The crux of the excavation was pulled from a found wallet: a membership card for Travelers, an after-hours club run by the fulcrum of the city’s LGBT community, said Apple.
“His name was Robert Johns, but everybody knew him as Lucky,” he said.
Lucky was a charmer. Openly gay, he worked at a series of bars around the city and developed a loyal following that helped him obtain a social club charter. All of Pittsburgh’s clubs, and there were hundreds of them — the Elks, the Moose, Veterans of Foreign Wars — required a charter to operate. A chartered club could obtain a liquor license to serve registered members and operate after hours.
“Anyone who’s ever tried to buy a six pack of beer in Pittsburgh will tell you our liquor codes are insane. And we used them to work to our advantage,” said Tim Haggerty, Apple’s adviser and director of the Humanities Scholars Program in CMU’s Dietrich College of Humanities and Social Sciences.
“These private clubs were built for what we think of as fraternal interests, and we were just a really big fraternity," Haggerty said. "What Lucky saw was a loophole through which one could have a gay club that would not be a public nuisance because of its private membership.”
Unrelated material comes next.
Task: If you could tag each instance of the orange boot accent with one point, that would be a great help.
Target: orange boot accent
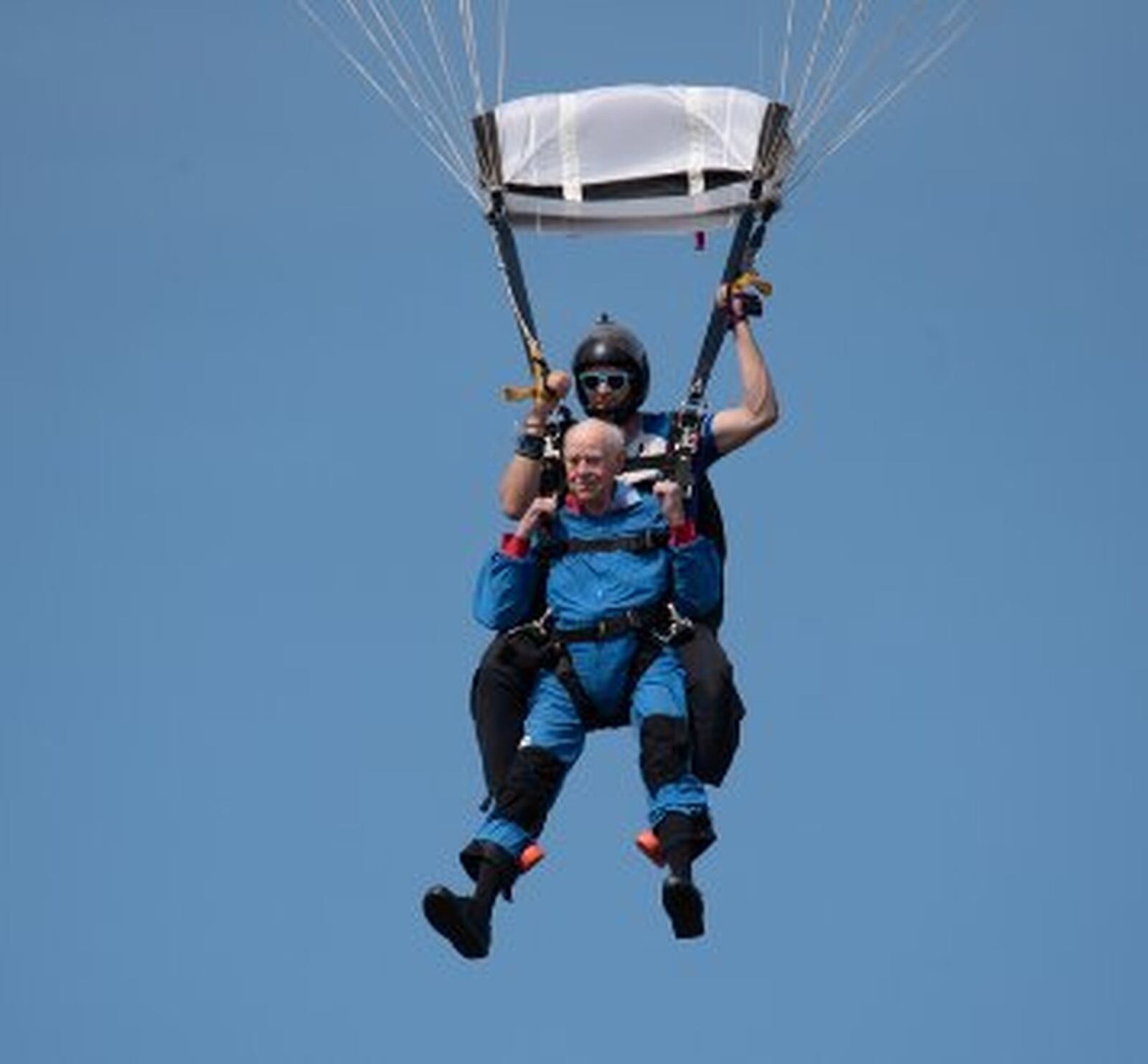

Just 40 years ago, serving a drink to a gay person could be a criminal offense, and most club and bar patrons preferred a degree of anonymity, Rehrer said.
"Nobody ever used a last name," he said. "It was one of those things you forgot, just in case."
The private nature of the clubs allowed gay life to develop in relative safety, Haggerty said.
"Many of the people who went to these clubs were closeted, except for maybe the one or two nights a week where they went out to these clubs and had a gay identity," he said. "The world was different. And you negotiated that world differently."
Not everyone in Pittsburgh's gay community frequented the bars and clubs, said Apple, noting that people of color, women and trans women aren't well-represented in the photographs donated to the project.
"While faces may not end up in our photographic archive, it doesn't mean they're not there," he said. "There are these vacancies that we're starting to look at because those start to articulate the archive through their absence."
Haggerty added that the opportunities and access to be found in the gay community at the time were easier for men than for women, easier for white people than black people.
"The biases and prejudices of Pittsburgh repeat themselves in the gay world," he said. "It's not a utopian history."
As Pittsburgh entered economic decline, many in the city's working class gay community didn't join the era's out-migration. Instead — maybe alone, maybe behind a bar, maybe at a cruising spot — they found ways to survive within communities they'd been born into, in a society opposed to a central part of their identities. Apple is working to make this "twilight world" of Pittsburgh's history better known.
"A lot of these people are getting older, a lot of them are passing away," said Apple. "If we don't do this work it will likely never happen."